There are no fixed premiums for unemployment insurance. What you pay will be calculated by taking into account your personal circumstances, the insurer you buy a policy with and the type of cover you opt for.

So, how do these factors affect what you pay?

  • Your age and health: Naturally, as you get older, the probability of you sustaining an injury or suffering an illness increases. Because of this, your premium will reflect the risk. In addition, any pre-existing health conditions may increase what you pay - some insurers may exclude these conditions from your policy. Being a smoker can also raise the cost of unemployment insurance.
  • Your occupation: Some jobs carry with them a greater risk of potential injury or illness, so your premiums may be adjusted accordingly.
  • Your salary: Quite simply, what you typically earn and the extent of cover you require can have a huge impact on your premiums. Your potential payouts are based on a percentage of your monthly income (sometimes capped at a certain amount), so it's reflected in your premium.
  • What policy you buy: Income protection policies are generally more expensive than ASU cover. The level of cover you settle on and the percentage of salary you'd like to cover play a major factor in calculating your premium.
  • Your deferred period: You have the option to set the length of time between a successful claim and when you begin receiving payments. This could be a matter of weeks, months, or even a year. Selecting a longer deferred period can potentially reduce your premium.

To see what you might pay for unemployment insurance, try comparing quotes with Uswitch to find the cheapest and best-value policies based on your circumstances.

What are the alternatives to unemployment insurance?

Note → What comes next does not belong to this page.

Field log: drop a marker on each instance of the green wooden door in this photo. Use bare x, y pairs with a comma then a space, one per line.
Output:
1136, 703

Beyond unemployment and redundancy insurance, there are various options that could offer some form of financial protection and support:

  • Savings or emergency fund: Having an emergency fund means you have some money available to tide you over financially until you return to work. However, it's entirely reliant on you saving enough money to pay for essential expenses for 3 to 6 months, or as long as you can afford.
  • Government benefits: There are certain benefits available to you through the government if you're unable to work. You can also apply for Jobseeker's Allowance (JSA) if you're actively looking to find work or Universal Credit if you're eligible to help with living costs. These benefits can offer a degree of financial protection but only provide a basic level of support.
  • Mortgage Payment Protection Insurance (MPPI): Similar to unemployment insurance in that it can offer financial support if you unexpectedly lose your job or suffer an injury or illness. However, MPPI only pays out to cover mortgage repayments without providing support for other living expenses.
  • Critical illness cover: Although it's not directly linked to unemployment or redundancy, a critical illness policy can provide financial protection if you’re diagnosed with a serious illness or injury. This type of policy can pay out a pre-agreed lump sum if you’re injured or diagnosed with an illness that’s specified in your policy.
  • Credit or borrowing: If you have a bank account, your provider may be able to offer an agreed overdraft or a personal loan until you're able to begin repayments. However, if you decide to borrow money through an overdraft, credit card or loan, it comes with inherent risk.

Borrowing can risk accumulating debt or even losing whatever the loan is secured against if you can't keep up repayments. In addition, you may also need to repay more than you initially borrowed in interest. That's why you should always seek financial advice and understand the risks before committing to borrowing.